According to Dilbert creator Scott Adams, the answers are “yes” and “yes.” You can read the full article in today’s Wall Street Journal – just click here.
In this remarkable article, Scott Adams reveals some down-to-earth realistic business advice that’s refreshingly different from the typical “think big” cookie cutter business book.
Instead of goals, Adams says, you need systems. Adams learned this idea from a CEO he met on a westbound airplane trip. The CEO advised, “When you get a job it’s time to start looking for the next.”
In other words, it’s a system. Instead of celebrating your arrival, or lamenting your decision to take a job that’s going nowhere, you just scan the horizon to see what’s next.
Jobs don’t appear when you’re looking for them, Adams says. It’s best to have your radar set to “scan continuously. ” Additionally, this advice helps you answer the question, “After I get this job now what?”

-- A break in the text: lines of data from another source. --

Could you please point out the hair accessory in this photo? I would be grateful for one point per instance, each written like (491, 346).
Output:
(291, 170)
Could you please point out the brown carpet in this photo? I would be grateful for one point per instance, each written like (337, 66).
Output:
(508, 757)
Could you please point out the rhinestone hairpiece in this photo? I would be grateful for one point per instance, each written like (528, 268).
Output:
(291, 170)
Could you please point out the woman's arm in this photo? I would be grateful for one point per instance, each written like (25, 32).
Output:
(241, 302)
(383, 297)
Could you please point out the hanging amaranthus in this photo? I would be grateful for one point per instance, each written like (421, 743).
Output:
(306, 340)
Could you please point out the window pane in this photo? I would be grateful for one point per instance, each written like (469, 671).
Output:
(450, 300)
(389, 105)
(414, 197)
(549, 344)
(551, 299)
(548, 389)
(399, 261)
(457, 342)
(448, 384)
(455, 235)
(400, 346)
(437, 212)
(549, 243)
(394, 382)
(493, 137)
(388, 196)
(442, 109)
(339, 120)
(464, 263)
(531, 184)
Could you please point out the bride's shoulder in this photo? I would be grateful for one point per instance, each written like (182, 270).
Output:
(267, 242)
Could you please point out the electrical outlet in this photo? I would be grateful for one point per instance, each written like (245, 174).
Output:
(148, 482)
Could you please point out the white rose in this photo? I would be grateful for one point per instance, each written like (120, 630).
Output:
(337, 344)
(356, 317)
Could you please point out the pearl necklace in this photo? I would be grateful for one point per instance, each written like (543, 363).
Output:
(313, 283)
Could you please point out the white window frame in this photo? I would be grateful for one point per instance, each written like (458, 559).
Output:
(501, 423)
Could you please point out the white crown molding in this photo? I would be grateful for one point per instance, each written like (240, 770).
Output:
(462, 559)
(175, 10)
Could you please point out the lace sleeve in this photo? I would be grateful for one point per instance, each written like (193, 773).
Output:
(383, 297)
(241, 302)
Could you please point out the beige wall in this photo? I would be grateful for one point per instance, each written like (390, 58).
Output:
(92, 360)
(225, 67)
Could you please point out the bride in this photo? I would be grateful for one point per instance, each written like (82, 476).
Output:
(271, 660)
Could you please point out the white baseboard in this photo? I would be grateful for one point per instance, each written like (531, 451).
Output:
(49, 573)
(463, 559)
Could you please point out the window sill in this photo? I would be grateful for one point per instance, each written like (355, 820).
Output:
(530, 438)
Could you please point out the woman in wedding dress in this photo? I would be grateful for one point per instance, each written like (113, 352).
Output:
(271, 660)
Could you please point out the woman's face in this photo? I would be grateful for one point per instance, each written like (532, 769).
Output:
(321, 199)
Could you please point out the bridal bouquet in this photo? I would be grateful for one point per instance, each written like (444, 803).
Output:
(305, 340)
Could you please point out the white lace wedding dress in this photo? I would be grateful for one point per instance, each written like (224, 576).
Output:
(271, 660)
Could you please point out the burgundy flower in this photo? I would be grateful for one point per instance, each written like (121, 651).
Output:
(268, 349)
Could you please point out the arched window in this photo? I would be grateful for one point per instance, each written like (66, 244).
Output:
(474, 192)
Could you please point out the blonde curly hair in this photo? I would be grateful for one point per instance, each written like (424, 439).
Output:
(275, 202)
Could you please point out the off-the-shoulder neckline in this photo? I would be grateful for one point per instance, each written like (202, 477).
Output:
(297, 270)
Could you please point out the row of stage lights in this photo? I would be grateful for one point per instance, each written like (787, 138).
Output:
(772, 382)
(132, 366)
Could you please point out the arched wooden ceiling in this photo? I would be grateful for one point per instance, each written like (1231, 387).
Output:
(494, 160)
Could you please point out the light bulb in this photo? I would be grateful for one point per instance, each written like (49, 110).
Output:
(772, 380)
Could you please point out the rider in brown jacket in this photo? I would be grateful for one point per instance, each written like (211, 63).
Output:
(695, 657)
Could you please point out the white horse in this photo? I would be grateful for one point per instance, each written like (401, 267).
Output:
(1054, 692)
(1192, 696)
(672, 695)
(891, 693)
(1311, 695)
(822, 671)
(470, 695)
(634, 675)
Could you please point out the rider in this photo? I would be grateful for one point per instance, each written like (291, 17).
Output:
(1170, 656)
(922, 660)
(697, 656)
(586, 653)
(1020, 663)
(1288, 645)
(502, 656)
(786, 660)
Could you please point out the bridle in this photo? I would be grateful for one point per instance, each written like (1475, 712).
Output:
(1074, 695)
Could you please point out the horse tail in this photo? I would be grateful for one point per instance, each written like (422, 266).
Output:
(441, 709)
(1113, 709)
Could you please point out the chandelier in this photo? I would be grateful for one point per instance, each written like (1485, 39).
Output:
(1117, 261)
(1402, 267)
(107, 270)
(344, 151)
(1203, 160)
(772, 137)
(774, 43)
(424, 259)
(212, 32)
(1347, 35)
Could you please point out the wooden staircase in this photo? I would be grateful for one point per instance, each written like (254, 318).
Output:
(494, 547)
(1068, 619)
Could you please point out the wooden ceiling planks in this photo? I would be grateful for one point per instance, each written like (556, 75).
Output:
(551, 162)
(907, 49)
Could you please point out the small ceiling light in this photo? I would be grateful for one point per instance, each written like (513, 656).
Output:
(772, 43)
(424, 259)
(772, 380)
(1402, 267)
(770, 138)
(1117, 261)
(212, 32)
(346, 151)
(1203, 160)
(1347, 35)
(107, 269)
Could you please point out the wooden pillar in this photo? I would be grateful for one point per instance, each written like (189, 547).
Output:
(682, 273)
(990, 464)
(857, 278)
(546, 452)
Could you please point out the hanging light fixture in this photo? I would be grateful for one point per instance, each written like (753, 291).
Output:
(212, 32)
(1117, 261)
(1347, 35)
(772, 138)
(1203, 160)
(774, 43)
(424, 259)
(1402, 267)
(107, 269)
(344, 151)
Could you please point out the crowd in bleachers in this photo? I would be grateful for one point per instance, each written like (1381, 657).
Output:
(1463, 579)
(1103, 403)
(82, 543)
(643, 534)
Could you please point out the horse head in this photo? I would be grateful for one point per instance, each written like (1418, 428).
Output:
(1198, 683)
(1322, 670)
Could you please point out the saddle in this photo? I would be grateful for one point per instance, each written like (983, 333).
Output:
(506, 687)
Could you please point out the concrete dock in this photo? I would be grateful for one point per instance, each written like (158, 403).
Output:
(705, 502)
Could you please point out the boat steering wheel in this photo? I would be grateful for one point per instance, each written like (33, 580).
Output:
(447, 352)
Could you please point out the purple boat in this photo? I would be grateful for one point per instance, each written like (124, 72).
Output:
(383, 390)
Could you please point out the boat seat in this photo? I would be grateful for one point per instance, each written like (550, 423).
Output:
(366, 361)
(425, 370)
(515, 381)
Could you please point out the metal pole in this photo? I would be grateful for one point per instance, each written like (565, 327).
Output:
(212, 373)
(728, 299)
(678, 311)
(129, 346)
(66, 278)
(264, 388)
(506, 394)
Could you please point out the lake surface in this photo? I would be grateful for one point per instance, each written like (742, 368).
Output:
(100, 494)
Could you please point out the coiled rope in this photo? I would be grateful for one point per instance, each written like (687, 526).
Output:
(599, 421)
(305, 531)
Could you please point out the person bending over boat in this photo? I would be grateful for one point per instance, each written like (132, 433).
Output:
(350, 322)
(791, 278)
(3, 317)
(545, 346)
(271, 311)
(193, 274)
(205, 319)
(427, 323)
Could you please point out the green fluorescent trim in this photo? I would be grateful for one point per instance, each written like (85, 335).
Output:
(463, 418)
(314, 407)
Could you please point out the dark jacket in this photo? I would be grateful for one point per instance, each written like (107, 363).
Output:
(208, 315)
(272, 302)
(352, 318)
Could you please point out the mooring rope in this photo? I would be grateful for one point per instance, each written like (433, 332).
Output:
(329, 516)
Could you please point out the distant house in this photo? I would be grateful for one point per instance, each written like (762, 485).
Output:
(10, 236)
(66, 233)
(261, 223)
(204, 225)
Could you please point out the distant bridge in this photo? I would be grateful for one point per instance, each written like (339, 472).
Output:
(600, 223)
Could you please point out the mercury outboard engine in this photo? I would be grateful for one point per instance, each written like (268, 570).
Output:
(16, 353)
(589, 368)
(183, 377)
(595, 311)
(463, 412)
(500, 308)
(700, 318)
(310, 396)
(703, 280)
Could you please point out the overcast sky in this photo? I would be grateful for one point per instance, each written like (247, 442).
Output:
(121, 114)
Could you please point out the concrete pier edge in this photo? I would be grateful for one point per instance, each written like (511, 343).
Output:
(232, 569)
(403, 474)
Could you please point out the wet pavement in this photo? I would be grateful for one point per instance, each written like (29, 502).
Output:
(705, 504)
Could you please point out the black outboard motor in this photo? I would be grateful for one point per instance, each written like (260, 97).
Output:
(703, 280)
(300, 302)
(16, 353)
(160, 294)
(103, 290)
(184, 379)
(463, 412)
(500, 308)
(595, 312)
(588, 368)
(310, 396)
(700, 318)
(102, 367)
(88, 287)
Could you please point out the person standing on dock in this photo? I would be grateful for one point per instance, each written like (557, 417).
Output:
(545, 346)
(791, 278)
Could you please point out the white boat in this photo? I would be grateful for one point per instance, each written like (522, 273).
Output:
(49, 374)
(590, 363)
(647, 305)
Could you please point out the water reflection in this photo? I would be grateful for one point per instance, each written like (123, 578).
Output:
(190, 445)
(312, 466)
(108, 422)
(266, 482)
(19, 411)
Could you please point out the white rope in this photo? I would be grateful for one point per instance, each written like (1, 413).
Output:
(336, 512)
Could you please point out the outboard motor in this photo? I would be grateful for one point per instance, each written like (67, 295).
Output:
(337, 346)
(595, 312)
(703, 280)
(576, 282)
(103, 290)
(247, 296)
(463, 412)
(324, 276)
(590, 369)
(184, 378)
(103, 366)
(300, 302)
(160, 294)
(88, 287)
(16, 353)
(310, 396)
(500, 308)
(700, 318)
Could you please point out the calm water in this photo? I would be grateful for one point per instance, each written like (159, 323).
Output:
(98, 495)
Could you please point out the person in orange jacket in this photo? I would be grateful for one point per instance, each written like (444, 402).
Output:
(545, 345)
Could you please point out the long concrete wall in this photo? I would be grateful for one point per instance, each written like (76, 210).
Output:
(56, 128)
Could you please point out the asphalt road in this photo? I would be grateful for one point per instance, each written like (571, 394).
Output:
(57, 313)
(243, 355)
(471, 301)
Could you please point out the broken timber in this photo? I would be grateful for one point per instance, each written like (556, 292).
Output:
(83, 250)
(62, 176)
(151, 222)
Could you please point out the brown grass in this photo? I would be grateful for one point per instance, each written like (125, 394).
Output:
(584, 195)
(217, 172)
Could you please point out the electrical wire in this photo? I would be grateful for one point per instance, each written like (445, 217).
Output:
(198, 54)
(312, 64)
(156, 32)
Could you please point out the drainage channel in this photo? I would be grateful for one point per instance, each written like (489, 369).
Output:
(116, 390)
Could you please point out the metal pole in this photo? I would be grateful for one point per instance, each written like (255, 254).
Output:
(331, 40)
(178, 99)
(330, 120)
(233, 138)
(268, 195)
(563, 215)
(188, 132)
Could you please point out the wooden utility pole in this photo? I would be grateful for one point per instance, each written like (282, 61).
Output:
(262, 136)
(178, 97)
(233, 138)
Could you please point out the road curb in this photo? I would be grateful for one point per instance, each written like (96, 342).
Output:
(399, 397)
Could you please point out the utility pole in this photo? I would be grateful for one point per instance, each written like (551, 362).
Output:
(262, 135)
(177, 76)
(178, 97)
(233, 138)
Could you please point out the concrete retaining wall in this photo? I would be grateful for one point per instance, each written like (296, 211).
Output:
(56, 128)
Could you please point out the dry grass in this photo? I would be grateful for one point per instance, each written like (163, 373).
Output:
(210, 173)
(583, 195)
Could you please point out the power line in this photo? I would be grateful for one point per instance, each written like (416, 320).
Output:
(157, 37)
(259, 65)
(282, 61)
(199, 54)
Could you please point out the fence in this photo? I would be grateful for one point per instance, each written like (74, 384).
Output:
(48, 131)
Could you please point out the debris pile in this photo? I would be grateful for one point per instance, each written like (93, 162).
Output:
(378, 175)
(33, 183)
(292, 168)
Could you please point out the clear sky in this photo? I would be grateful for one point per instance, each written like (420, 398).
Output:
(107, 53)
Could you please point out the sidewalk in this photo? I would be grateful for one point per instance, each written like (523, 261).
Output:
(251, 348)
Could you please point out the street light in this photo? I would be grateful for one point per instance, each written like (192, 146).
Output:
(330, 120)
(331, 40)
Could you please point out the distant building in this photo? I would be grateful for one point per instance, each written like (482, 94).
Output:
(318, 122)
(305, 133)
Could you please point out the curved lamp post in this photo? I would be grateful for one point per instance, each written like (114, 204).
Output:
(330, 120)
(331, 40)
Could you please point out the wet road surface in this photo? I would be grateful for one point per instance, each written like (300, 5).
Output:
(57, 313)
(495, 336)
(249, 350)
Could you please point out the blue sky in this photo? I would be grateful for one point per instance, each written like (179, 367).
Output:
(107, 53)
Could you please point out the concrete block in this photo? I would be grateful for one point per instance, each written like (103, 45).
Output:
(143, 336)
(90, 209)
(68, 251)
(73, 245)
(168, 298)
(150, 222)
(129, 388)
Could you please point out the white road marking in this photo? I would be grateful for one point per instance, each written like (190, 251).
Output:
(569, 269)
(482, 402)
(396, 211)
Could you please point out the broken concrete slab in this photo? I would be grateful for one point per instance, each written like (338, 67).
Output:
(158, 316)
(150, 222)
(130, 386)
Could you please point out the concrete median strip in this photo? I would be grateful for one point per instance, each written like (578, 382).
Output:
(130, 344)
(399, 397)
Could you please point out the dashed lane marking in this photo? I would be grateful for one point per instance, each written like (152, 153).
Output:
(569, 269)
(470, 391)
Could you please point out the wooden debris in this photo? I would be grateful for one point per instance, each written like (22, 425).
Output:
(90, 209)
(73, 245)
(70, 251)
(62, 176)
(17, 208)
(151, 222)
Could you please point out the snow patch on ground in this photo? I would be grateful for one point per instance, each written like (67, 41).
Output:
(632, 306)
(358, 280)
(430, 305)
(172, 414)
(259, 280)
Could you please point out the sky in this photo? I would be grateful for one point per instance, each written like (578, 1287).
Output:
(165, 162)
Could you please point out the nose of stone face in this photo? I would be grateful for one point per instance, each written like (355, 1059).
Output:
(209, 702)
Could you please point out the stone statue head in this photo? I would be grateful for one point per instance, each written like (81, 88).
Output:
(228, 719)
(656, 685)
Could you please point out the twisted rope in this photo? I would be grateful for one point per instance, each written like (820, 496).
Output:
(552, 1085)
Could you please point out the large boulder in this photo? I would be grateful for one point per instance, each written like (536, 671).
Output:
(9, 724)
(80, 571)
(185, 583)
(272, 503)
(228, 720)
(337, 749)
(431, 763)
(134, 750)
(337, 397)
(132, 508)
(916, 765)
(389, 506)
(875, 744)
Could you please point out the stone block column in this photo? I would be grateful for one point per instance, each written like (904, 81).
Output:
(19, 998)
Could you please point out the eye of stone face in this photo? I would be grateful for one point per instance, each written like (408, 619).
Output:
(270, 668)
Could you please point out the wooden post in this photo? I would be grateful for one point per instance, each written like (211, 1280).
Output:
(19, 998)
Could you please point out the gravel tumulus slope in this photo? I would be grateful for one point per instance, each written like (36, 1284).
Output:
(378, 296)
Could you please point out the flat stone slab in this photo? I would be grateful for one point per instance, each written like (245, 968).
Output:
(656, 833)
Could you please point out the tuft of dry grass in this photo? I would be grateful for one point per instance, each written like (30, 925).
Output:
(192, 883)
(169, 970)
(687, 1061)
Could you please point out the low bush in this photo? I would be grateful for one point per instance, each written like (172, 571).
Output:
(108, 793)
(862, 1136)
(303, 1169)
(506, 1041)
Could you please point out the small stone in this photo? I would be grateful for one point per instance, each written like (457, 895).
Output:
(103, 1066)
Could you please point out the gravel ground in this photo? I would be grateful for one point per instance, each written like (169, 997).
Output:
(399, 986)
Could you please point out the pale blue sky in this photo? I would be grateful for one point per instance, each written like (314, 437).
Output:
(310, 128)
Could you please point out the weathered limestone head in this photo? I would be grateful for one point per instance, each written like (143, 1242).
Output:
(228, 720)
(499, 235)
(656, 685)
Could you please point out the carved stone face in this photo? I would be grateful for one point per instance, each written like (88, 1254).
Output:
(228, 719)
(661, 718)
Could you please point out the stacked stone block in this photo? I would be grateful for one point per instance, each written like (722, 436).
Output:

This advice reinforces another Adams warning: “Beware of advice from successful people and their methods,” Knowing that Thomas Edison took naps won’t help if you’re starting a dry cleaning empire, he says.
These pieces of advice reinforce each other. For instance, I once heard a famous marketing guru respond to a request for advice on “getting started as a coach.” She responded by saying something like, “Well, I invited my women friends over to my apartment in the city. At the time I was into a form of wellness coaching. From those meetings came group coaching and then my empire.’
At the time I had just moved to a new city, where I shared a crowded home with two very furry cats and one very furry dog. Hosting a party would be challenging enough. A business meeting of prospective clients – mostly strangers – would be drowned out by itching, sneezing, and cries of “No! Don’t do that!!” Anyway, my clients were (and are) busy men and women who prefer to do business remotely.
The real takeaway from any “Here’s what I did” story isn’t the method, but rather the notion of having a system. You pretty much have to come up with your own, by trial and error. One coaching consultant used to advocate breakfast meetings in your home with local opinion leaders (a bad idea if your kitchen is small and your toaster tends to set off the fire alarm). Another is finding a market that’s desperate for solutions and writing ebooks for them.
Having a system, says Adams, is more important than passion or goals. “But being system-oriented,” says Adams, “I felt myself growing more capable every day, no matter the fate of the project that I happened to be working on. An every day I woke up with the same thought …. ‘Today’s the day!'”
Passion? When you’re successful, you’ll feel passion. When you’re heading down a dead-end path, your passion drains away with frustration.
And perhaps the most inspiring message of all:
“The universe has plenty of luck to go around; you just need to keep your hand raised until it’s your turn. It helps to see failure as a road and not a wall.”
This article, published in today’s WSJ, comes from Adams’s new book: How To Fail At Almost Everything And Still Win Big.